I have thus presented, brethren, the grounds of the recommendation which I venture to make.  What I have further to say by way of repectfull advice may be briefly, & and best be simply said.  I do think that it should be made a distinct aim with every pastor to have always at least one young member of his flock engaged in studies preparatory for the ministry.  I do think that every pastor should look on his Sunday school distinctly in the character of a nursery of servants of the church; —that we should be in the habit of observing what youth it contains of abilities & dispositions promising of success in this walk, & in circumstances justifying him in endeavoring to give the corresponding direction to their thoughts.  I have no sort of doubt, that with the individual attention to the object, which it would be easy for ministers to give, each in his own sphere, the most satisfactory result on a large scale would be obtained.  Had it pleased providence to continue me in the ministry, I should have been much disappointed, if, as a result of influences which I witnessed in promising operation, the Sunday school with which I was connected had not, on an average, sent one hopeful youth every year to College, & thence to studies for the ministry, —giving, I say, one minister every year to the church.  If the larger generally would do this or a part of it, & the smaller parishes would send their contribution of the same kind, once in three or once in four years, what an unprecedented accession would forthwith be made to our means of efficient action on the public mind.  And could at least as much as this fail to be done, if every minister in his own place, would make it an object of his distinct attention.

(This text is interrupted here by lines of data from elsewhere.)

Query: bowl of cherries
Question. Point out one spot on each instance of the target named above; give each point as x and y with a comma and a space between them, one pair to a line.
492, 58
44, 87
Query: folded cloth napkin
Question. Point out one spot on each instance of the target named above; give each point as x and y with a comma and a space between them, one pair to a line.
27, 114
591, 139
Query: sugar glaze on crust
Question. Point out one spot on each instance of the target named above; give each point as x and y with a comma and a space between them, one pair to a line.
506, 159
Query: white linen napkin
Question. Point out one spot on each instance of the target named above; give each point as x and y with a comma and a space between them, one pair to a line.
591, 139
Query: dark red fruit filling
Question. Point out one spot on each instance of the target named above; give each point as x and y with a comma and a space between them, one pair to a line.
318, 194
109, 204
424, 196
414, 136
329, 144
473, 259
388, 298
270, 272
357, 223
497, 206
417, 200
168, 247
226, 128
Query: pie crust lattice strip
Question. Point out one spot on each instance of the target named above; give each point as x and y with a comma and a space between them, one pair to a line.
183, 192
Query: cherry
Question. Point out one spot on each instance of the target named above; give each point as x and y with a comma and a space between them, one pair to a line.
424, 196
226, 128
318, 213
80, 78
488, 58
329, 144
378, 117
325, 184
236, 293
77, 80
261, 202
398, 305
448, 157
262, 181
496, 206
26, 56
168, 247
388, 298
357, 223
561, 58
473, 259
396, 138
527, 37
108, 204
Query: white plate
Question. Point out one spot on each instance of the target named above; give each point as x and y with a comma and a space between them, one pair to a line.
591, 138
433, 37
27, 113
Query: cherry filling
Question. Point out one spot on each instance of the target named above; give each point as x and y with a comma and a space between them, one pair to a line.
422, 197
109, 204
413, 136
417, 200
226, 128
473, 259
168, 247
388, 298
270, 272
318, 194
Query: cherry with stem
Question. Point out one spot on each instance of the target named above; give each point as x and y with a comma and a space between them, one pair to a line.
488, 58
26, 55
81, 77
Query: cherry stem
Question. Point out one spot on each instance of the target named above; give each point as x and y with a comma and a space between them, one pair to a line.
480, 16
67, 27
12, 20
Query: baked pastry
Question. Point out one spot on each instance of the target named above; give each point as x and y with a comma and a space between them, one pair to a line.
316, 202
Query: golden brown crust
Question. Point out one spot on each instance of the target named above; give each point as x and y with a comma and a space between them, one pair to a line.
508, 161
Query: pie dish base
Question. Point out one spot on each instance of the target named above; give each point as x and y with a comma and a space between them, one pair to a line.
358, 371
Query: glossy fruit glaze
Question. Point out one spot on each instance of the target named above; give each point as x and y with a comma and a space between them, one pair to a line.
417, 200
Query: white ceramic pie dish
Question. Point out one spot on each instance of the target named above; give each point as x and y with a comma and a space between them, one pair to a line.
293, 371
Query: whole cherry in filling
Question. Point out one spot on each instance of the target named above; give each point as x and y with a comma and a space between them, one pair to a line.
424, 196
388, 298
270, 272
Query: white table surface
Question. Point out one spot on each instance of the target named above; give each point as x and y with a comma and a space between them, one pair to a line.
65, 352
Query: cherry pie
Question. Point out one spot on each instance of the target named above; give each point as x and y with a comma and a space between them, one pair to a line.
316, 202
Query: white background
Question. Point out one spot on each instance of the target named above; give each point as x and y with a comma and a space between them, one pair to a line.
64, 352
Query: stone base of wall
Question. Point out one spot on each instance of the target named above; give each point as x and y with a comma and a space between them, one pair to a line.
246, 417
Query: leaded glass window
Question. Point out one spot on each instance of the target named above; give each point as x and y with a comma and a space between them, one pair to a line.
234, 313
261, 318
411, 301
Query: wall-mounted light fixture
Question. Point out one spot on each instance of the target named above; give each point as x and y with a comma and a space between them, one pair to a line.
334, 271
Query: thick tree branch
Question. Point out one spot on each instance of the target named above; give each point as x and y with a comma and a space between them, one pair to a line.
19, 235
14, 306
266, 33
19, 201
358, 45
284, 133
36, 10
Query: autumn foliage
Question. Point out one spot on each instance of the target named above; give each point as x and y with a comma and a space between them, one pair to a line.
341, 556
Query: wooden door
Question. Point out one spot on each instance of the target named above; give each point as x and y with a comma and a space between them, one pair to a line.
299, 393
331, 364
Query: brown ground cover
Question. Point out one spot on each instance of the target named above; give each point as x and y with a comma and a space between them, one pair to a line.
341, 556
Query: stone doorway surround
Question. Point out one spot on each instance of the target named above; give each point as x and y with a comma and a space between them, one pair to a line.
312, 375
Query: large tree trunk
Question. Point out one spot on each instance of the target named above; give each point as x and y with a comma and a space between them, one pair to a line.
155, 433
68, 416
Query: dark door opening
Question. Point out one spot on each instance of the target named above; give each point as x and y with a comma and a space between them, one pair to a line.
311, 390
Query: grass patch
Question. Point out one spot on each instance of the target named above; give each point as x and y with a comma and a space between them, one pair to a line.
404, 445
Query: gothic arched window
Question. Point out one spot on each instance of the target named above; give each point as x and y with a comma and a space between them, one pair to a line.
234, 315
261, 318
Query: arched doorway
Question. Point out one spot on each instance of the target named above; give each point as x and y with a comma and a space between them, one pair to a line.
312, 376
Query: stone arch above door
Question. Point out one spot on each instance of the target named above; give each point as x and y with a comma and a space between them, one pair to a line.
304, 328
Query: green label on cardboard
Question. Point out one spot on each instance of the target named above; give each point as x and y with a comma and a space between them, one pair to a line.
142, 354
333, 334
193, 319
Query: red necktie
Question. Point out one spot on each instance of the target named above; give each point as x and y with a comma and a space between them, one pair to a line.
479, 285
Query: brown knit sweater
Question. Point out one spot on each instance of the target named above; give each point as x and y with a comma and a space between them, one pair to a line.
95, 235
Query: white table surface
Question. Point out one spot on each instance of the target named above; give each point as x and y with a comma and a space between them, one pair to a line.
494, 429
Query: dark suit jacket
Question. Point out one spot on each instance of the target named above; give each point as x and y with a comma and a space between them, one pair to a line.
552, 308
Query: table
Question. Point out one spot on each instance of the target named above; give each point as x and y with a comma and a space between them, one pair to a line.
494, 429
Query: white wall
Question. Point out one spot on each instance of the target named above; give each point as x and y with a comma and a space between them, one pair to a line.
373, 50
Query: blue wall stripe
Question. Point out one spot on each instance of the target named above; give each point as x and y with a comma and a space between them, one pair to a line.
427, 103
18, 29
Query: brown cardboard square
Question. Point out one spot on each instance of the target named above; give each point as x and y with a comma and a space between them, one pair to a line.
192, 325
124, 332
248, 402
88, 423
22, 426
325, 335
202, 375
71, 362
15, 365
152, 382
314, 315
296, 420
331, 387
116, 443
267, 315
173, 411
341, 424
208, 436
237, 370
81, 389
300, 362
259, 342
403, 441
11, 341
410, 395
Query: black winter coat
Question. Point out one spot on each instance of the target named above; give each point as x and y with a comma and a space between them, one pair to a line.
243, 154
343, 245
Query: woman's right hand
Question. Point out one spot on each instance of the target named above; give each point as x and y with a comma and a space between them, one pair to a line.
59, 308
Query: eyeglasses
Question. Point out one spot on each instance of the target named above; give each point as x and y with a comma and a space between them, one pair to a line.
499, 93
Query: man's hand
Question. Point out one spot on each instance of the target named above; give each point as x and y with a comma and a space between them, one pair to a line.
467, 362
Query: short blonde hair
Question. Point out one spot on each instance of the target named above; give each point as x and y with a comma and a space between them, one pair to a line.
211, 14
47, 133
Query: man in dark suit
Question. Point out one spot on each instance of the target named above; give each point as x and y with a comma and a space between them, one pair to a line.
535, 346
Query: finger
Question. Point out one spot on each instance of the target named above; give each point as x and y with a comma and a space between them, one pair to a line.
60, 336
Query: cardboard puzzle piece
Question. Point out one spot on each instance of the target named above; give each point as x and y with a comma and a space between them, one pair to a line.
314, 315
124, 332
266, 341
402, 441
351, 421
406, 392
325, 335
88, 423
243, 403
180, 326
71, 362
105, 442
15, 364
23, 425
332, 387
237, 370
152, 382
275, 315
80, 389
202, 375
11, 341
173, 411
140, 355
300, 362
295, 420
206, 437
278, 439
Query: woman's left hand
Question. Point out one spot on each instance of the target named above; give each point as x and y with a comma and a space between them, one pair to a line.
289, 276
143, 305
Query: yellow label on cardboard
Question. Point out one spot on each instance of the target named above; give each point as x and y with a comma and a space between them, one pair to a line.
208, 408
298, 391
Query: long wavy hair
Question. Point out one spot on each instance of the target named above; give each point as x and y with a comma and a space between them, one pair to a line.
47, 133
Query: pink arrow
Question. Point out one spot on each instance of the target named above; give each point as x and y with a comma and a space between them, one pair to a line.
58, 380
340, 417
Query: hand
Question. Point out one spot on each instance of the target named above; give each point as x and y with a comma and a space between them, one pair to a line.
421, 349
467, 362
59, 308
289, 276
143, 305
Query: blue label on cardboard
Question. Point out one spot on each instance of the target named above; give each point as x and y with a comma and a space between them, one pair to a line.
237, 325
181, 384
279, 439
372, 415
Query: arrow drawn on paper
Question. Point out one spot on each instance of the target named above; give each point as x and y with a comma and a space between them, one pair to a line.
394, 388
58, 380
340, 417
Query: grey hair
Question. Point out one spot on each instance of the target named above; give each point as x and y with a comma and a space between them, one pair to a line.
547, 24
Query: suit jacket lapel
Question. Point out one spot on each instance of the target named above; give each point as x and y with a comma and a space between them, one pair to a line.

Brethren, may God give us grace with suitable interest to ponder & pray over this great subject.  And might I urge a request in conclusion, it would be that each one who hears me, as we come together hence forward from year to year, should it please God to spare our lives, would ask himself the question whether the church which he serves is making its due contribution or not, for the time being, to the continuance & increase of the Christian ministry, & if not, whether it is through any omission of his own that the deficiency remains.  The task which each would have to take in bringing about the desired results would be small & easy.  The results of the combined effort would immediately make the most sensible change in the aspect of religious affairs throughout the land.

[1] bMS Am 1704.13 (88)  Palfrey, John Gorham, 1796-1881. [Address to the Boston Association of the Unitarian Churches] A.MS. (unsigned); [n.p.] 30 May 1832, 7s. (28p.).  Houghton Library, Harvard University, Cambridge, MA..  The text is extremely difficult and not always clear.  The document may have been a draft, though Palfrey may indeed have spoken from this text.  It contains a number of abbreviations and does not always include question marks when they appear to be needed.  I have tried to provide it in the most literal form possible.  The insertion of [text] is an attempt to reconstruct something which cannot be made out from the text. – Paul Sprecher

[2] An interpolated note cannot be made out in the text here and is omitted.

[3] These were revival meetings of unusual fervor led by Methodists.

[4] Extensive unreadable inserted notes – about 2 sentences – omitted.

[5] Palfrey is referring here to the story of Rammohun Roy, which is referred to at more length in the 1826 essay by Henry Ware, Sr., Duty of Unitarians with Respect to Christianity in India

[6] (in text: “[of c. speculation]” )

[7] The text seems to read “neighboring,” perhaps an oversight by the author.

[8] Looks like “event.”  The end of the previous sentence appears to read, literally, “… & this was a want wh. occasioned the greatest solicitation & engaged the anxious counsels of friends to find & efficient Xty.”